The results (atomic%) are shown in Table 1 below.

element Coating carbon 39 Oxygen 30 potassium 27 iron DL ⁽¹⁾ Goat One salt 3 sulfur DL ⁽¹⁾ calcium DL ⁽¹⁾ DL ⁽¹⁾ is the detection limit of the measuring instrument.

The protective coating of the granules consisted essentially of iron free carbonate, with iron contained entirely in the core.

90% of all iron was in the form of ferric acid salt.

These granules appeared to be stable for a period of one year.

Claims (17)

(i) preparing a reaction mixture comprising at least one iron salt, at least one alkali metal or alkaline earth metal hypochlorite, and an alkali metal hydroxide, (ii) heating the reaction mixture prepared in step (i) to a temperature of 45-75 ° C. to form an alkali metal ferrate, (iii) recovering the alkali metal ferrate formed in step (ii).

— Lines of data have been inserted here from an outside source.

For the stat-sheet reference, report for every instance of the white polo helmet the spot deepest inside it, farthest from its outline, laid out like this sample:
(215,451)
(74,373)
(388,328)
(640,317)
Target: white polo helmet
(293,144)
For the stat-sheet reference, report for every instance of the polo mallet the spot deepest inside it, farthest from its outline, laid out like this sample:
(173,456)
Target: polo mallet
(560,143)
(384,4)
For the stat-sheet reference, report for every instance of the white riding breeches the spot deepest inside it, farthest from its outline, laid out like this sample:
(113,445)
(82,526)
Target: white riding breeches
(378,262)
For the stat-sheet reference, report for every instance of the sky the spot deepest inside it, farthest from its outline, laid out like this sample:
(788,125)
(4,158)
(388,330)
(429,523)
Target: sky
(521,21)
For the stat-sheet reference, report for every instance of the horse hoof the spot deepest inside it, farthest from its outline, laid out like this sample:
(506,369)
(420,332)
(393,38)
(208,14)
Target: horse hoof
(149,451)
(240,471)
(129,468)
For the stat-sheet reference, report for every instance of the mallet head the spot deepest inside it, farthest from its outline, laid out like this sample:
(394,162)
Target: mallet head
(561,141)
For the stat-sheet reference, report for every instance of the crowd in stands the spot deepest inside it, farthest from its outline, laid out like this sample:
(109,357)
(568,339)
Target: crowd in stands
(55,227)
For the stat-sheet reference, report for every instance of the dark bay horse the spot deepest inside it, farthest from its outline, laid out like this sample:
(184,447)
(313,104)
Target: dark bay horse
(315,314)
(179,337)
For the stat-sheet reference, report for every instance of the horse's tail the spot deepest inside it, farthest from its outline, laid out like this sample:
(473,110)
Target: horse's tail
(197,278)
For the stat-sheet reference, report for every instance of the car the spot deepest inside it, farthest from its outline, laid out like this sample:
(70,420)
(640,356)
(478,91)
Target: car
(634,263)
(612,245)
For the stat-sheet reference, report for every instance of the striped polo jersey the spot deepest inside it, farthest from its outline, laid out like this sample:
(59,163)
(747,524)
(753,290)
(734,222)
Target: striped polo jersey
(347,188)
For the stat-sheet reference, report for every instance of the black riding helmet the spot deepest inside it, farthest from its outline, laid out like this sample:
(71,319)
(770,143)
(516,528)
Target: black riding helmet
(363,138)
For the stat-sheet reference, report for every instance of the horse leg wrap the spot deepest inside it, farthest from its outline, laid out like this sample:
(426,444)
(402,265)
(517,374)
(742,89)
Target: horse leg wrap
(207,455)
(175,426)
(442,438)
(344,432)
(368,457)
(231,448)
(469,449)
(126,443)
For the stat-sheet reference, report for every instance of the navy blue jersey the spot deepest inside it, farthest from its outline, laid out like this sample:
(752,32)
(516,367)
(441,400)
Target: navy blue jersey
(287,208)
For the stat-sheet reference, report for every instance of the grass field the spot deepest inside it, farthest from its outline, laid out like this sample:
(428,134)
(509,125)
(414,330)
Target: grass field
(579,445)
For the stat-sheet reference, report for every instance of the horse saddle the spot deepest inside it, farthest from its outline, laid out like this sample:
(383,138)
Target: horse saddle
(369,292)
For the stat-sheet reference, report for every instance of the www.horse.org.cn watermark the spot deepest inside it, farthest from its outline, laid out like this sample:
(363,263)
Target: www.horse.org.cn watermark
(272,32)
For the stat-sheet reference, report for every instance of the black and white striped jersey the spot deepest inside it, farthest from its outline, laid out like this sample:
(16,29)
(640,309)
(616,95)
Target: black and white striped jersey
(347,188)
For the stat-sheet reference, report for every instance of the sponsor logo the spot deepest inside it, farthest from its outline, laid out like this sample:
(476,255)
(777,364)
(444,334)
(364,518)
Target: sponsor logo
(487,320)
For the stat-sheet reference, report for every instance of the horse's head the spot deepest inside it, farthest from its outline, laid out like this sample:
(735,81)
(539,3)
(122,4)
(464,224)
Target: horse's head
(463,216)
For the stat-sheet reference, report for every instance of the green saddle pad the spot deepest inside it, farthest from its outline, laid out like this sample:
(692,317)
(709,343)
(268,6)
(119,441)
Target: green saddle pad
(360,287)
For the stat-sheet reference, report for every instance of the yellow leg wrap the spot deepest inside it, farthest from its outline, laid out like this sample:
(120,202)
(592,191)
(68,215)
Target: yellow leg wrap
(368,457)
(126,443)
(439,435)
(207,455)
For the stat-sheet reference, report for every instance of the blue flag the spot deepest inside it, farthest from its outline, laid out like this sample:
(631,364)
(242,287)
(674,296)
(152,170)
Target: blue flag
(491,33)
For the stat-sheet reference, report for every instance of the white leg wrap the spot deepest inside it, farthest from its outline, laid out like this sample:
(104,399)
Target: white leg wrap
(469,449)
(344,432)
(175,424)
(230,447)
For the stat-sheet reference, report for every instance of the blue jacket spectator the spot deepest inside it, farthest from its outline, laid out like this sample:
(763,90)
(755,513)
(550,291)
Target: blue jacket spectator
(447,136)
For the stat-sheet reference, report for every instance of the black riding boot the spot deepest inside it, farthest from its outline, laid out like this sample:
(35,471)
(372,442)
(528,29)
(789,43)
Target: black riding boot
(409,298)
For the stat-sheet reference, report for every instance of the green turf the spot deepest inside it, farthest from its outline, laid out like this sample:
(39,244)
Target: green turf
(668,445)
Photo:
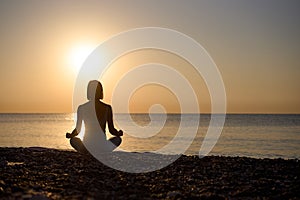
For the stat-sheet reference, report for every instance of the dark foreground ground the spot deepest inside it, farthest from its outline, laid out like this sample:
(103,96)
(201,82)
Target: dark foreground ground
(31,173)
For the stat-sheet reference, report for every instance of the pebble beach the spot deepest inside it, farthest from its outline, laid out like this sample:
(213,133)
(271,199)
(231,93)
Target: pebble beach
(41,173)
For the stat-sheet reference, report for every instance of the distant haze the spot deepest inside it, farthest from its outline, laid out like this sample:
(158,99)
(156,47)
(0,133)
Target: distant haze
(255,44)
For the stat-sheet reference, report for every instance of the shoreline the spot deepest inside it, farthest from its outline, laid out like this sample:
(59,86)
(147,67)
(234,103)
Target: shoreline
(43,173)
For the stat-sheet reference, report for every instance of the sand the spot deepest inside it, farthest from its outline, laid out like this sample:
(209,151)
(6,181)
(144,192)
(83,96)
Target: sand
(40,173)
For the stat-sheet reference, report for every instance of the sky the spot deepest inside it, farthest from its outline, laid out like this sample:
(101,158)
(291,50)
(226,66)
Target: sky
(255,45)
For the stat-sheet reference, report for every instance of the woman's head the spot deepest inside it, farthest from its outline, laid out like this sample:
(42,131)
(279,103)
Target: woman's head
(94,90)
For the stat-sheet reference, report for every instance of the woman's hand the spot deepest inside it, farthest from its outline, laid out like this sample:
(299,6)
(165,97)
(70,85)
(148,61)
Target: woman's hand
(68,135)
(120,133)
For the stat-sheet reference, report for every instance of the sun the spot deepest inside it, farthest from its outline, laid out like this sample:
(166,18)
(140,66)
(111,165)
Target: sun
(78,55)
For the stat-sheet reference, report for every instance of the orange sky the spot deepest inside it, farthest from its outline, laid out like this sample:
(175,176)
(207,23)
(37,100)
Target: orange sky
(254,44)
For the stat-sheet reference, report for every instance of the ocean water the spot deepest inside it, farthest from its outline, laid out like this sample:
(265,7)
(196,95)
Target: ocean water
(252,135)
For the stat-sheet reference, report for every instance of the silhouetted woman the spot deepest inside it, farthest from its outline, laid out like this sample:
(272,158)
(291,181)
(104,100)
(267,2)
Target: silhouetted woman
(95,114)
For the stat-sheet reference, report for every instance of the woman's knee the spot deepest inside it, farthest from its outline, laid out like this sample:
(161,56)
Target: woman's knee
(116,141)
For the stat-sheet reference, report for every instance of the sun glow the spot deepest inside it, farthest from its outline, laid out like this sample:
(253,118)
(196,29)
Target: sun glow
(78,55)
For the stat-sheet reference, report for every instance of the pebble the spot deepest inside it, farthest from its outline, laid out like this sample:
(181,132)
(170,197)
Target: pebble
(56,174)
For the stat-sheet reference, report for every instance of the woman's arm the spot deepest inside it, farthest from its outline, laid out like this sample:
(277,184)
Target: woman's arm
(77,129)
(110,123)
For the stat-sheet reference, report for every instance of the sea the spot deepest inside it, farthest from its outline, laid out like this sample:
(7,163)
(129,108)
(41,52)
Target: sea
(250,135)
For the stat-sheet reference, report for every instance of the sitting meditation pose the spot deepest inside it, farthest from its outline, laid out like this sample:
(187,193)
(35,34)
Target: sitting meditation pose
(93,117)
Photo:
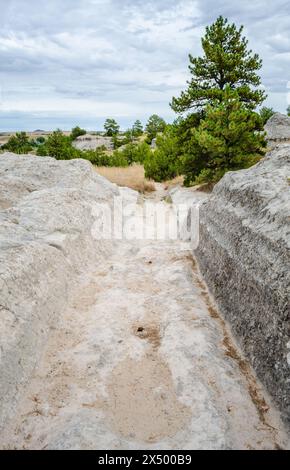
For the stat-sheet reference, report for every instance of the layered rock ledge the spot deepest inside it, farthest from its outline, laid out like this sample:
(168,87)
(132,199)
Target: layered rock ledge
(278,129)
(45,241)
(244,255)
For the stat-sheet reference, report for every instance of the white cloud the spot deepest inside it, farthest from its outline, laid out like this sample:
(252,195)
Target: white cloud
(89,59)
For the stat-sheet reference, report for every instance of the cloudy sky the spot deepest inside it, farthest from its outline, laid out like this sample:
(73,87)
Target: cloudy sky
(70,62)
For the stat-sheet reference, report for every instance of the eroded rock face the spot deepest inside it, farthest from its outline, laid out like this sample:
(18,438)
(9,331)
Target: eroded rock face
(244,254)
(91,142)
(45,240)
(278,129)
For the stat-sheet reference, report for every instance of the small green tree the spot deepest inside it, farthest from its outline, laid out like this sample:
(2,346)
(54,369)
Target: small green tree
(77,132)
(163,163)
(111,127)
(137,129)
(59,146)
(229,138)
(18,143)
(226,62)
(266,113)
(155,125)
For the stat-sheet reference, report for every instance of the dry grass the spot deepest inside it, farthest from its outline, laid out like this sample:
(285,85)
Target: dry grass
(132,177)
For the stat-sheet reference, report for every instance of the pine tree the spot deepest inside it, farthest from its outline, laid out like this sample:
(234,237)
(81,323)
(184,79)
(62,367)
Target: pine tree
(155,125)
(111,127)
(137,128)
(229,138)
(226,61)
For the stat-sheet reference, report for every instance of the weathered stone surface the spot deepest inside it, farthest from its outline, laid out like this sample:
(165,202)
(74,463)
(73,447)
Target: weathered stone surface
(244,254)
(278,128)
(92,142)
(45,241)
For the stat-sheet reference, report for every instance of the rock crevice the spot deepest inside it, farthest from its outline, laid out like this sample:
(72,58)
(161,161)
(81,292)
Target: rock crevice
(244,255)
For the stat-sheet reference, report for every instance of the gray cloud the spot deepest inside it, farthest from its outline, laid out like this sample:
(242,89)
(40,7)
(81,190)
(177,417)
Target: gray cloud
(73,61)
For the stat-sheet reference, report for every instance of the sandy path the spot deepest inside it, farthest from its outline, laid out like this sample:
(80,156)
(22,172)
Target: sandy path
(141,359)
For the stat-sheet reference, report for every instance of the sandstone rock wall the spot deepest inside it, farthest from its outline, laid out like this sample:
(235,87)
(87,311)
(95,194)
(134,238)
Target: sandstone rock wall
(244,254)
(45,242)
(278,129)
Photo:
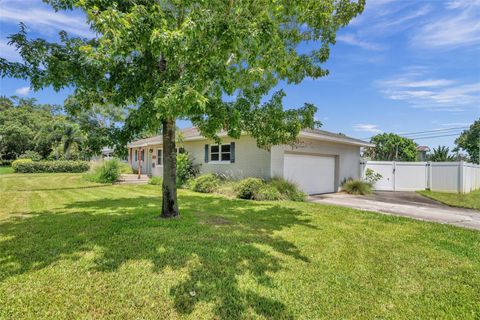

The method of claim 1 wherein the iron salt is basic iron sulfate. The method according to claim 1 or 2, wherein the hypochlorite is calcium hypochlorite. The process according to claim 1, wherein the alkali metal hydroxide is sodium hydroxide or preferably potassium hydroxide. 5. The method according to claim 1, wherein the hypochlorite is in the form of a powder having an average diameter of 50 to 100 μm and the iron salt is in the form of a powder having an average diameter of 0.1 to 1.5 mm. How to. 6. The process according to claim 1, wherein the mass consisting of the iron salt and the hypochlorite is at least 2 times, preferably 3 to 4 times greater than the mass of the alkali metal hydroxide. 7. The method according to any one of claims 1 to 6, wherein the temperature at which the mixture is heated is 60 to 75 ° C. The method according to claim 1, wherein the mixture is heated using infrared light. The process according to claim 1, wherein the reaction mixture is heated in air. An alkali metal ferrate, which can be produced by the method of any one of claims 1 to 9. A core comprising an alkali metal ferrate, and ● Granules consisting of a surface protective coating comprising at least one alkali metal carbonate. 12. The granules according to claim 11, wherein said coating comprises 30 to 45% carbon, at least one of 20 to 35% alkali metal and 25 to 40% (atomic%) oxygen. 13. Granules according to claim 11 or 12, characterized in that the protective coating is substantially free of iron or iron containing compounds. The granule according to any one of claims 11 to 13, wherein the diameter is 4 to 9 mm. The granules according to claim 11, wherein the protective coating has an average thickness of 10 to 50 μm. Use of the alkali metal ferric acid salt of claim 10 or the granules of any one of claims 11 to 15 as an oxidizing agent. Use of the alkali metal ferric acid salt of claim 10 or the granules of any one of claims 11 to 15 as a preparation for water treatment.